Quartaro, 67, was a journalism major in college, and he wanted to pursue that passion on a part-time basis in retirement.

He wrote several articles for Hawk Fanatic during spring football practice, and he was planning to host a podcast and write a weekly column during football season.

But then recently came an opportunity that Quartaro just couldn’t turn down as he was named Terry Cullen Head Coach of Sprint Football at Cornell University.

Quartaro takes over for legendary Big Red head coach Terry Cullen, who announced his retirement in January after 45 seasons as head coach and 58 years total with Cornell. The 2023 season will be the first with someone other than a member of the Cullen family directing the Big Red sprint football program since 1957.

Sprint Football is a full-contact, intercollegiate, varsity sport and has the same rules as regular college football, except that all players must weigh 178.0 pounds or less. The league has been in existence since prior to World War II.

There are currently nine teams playing in the CSFL: Alderson Broaddus University, Army West Point, Caldwell University, Chestnut Hill College, Cornell University, Mansfield University, the U.S. Naval Academy, the University of Pennsylvania and St. Thomas Aquinas College.

Quartaro learned during the interview process that he had been recommended for the job by his close friend and former coaching colleague, Bob Stoops.

“Due to a very unexpected opportunity to return to coaching which gives me an opportunity to be a head coach, my time with Hawk Fanatic is coming to an end,” Quartaro said. “Unbeknownst to me at the time, Bob Stoops was contacted by the Director of Athletics at Cornell University, Dr. Nicki Moore.

“The two had worked together at Oklahoma. She was seeking recommendations to fill their job with the Sprint (formerly known as lightweight) football program. Upon going through the full search and interview process I was offered and accepted the job. I’m excited to have a chance to teach the game and mentor young men again. But I will miss what I thought I would be doing with Hawk Fanatic.”

This came down to one former Hawkeye helping another former Hawkeye.

Quartaro and Stoops, a former Iowa defensive back, and the former head coach at Oklahoma from 1999 to 2016, built a friendship while coaching together, including under Bill Snyder at Kansas State.

So, when Stoops was asked for his input, he endorsed Quartaro, whose home in upstate New York is only about a one-hour drive from the Cornell campus.

Stoops is currently the head coach and general manager for the XFL’s Arlington Renegades, which just recently won the league championship.

“This is a home-run hire,” Stoops said of Quartaro in a release from Cornell College. “Coach Quartaro is highly intelligent, supremely experienced, and deeply connected to that part of the country.
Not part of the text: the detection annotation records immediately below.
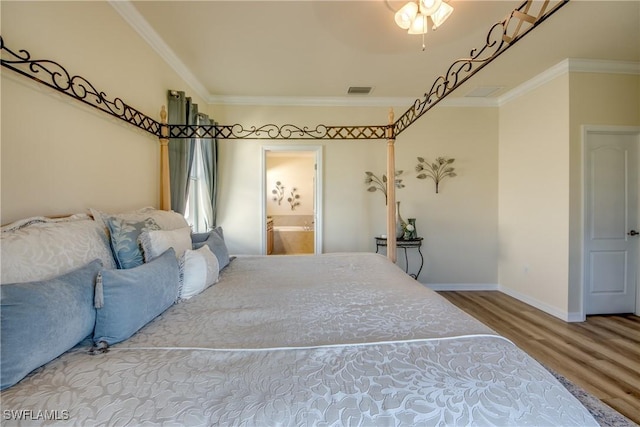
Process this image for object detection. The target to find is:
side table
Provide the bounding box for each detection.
[375,237,424,280]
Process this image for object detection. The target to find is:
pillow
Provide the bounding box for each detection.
[179,245,220,300]
[192,227,229,271]
[93,249,180,346]
[139,227,192,262]
[107,218,160,268]
[89,207,189,232]
[0,215,116,283]
[0,260,101,389]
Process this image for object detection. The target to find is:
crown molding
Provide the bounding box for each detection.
[206,95,415,107]
[109,0,640,107]
[498,58,640,106]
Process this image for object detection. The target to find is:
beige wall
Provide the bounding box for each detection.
[209,106,498,287]
[568,73,640,312]
[498,73,640,320]
[7,2,640,317]
[498,74,569,313]
[0,2,205,224]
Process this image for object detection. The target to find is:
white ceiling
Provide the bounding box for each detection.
[120,0,640,105]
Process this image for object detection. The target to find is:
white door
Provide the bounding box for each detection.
[584,129,640,314]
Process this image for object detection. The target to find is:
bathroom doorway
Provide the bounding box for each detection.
[261,145,322,255]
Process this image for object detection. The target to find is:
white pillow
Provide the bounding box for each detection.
[180,245,220,300]
[138,227,192,262]
[89,207,189,232]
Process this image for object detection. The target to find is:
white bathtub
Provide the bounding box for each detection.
[273,225,315,255]
[273,225,313,231]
I had the good fortune to work with Nick at both Iowa and Kansas State and with Dr. Moore at the University of Oklahoma, and have no doubt they’ll work great together to deliver a world-class experience for Cornell Sprint Football student-athletes.”
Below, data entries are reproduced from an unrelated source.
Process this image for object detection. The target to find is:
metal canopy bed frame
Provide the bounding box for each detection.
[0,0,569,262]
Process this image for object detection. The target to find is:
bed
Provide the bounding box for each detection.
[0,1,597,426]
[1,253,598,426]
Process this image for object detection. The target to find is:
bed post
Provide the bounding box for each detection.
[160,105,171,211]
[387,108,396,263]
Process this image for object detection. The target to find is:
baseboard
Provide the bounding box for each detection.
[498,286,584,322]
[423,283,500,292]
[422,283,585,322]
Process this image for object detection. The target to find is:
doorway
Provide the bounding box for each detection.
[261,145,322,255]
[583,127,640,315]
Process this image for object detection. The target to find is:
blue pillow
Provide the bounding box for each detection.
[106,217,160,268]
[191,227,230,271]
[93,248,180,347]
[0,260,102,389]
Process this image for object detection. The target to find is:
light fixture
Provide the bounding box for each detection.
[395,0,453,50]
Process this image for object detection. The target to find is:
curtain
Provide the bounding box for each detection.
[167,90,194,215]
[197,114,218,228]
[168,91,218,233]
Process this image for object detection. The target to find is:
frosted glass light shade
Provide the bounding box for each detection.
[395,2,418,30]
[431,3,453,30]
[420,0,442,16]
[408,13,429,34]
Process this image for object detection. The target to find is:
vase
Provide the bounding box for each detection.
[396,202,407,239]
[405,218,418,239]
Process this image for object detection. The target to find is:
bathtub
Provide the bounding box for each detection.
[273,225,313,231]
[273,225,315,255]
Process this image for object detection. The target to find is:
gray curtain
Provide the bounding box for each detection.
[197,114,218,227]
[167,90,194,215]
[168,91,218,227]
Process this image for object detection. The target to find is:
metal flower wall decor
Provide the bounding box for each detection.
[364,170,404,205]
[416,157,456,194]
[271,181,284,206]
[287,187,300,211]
Quartaro has nearly four decades of coaching experience, with stops at Northwestern, Kansas State and Iowa State. He was also the head coach at Drake in 1987 and 1988 where he faced the daunting task of building a totally new non-scholarship program after the school had dropped their previous scholarship program.
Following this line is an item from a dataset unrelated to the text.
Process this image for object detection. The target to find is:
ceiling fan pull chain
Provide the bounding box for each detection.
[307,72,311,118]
With only two seniors on the team, the Bulldogs posted a 7-3 mark in his final season in 1988.

Quartaro now faces the challenge of replacing a coaching legend at Cornell.

“Being a fan of college sports history, I am humbled and extremely proud to be named head coach of the Cornell Sprint Football team,” Quartaro said in the Cornell release. “This program began in 1937 and it was played by all of the Ivy League schools and so many others throughout the Northeast. It’s obvious this program means a lot to the University and its alumni. Also, thanks to two legends, Terry Cullen and his father Bob. This program doesn’t hire a new head coach very often, so that makes my appointment here very special.”

Hawk Fanatic wishes Nick Quartaro good luck and happiness as he starts this new coaching challenge.